My last post raised some comments about one-tailed tests versus two-tailed tests, including a post by LJ Zigerell here. I’ve returned today to an out-of-control inbox after several days of snorkeling, sea kayaking, and spotting platypuses, so I haven’t given this much new thought.
Whatever philosophical grounding for one-tailed vs. two-tailed test is vitiated by the reality that in practice one-tailed tests are largely invoked so that one can talk about results in a way that one is precluded from doing if held to two-tailed p-values. Gabriel notes that this is p-hacking, and he’s right. But it’s p-hacking of the best sort, because it’s right out in the open and doesn’t change the magnitude of the coefficient.* So it’s vastly preferable to any hidden practice that biases the coefficient upward to get it below the two-tailed p < .05.
In general, I’ve largely swung to the view that practices that allow people talk about results that are near .05 as providing sort-of evidence for a hypothesis are better than the mischief caused by using .05 as a gatekeeper for whether or not results can get into journals. What keeps from committing to this position is that I’m not sure if it just changes the situation so that .10 is the gatekeeper.

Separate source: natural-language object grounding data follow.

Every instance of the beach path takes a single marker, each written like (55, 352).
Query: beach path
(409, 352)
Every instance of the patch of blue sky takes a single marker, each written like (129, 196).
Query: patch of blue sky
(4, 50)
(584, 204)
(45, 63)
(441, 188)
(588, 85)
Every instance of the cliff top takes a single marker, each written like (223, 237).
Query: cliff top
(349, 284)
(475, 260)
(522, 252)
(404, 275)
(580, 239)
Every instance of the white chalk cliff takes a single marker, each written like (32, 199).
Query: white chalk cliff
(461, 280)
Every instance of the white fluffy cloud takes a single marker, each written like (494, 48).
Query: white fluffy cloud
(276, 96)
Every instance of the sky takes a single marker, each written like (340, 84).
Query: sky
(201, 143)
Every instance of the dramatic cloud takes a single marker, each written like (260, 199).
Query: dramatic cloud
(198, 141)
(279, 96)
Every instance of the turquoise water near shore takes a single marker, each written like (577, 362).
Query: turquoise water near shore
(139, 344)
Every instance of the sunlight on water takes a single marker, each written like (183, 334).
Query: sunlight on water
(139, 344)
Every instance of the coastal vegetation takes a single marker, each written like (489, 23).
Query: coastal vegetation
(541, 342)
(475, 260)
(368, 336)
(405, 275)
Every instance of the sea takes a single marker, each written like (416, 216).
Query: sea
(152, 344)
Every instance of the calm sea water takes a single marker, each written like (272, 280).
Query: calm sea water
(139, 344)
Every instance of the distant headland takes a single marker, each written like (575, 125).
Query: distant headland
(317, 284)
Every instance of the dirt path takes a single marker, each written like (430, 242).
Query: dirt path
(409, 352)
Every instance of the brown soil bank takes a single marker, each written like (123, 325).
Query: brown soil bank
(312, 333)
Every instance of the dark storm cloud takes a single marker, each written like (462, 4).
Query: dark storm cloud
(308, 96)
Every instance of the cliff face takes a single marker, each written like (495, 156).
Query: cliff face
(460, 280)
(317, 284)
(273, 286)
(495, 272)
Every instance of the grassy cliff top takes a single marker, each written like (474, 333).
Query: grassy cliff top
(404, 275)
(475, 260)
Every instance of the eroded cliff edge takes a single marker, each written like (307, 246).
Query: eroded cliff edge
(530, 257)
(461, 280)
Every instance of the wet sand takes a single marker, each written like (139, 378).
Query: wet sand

In any event: if we are sticking to a world of p-values and hypothesis testing, I suspect I would be much happier in which investigators were expected to articulate what would comprise a substantively trivial effect with respect to a hypothesis, and then use a directional test against that.
* I make this argument as a side point in a conditionally accepted paper, the main point of which will be saved for another day.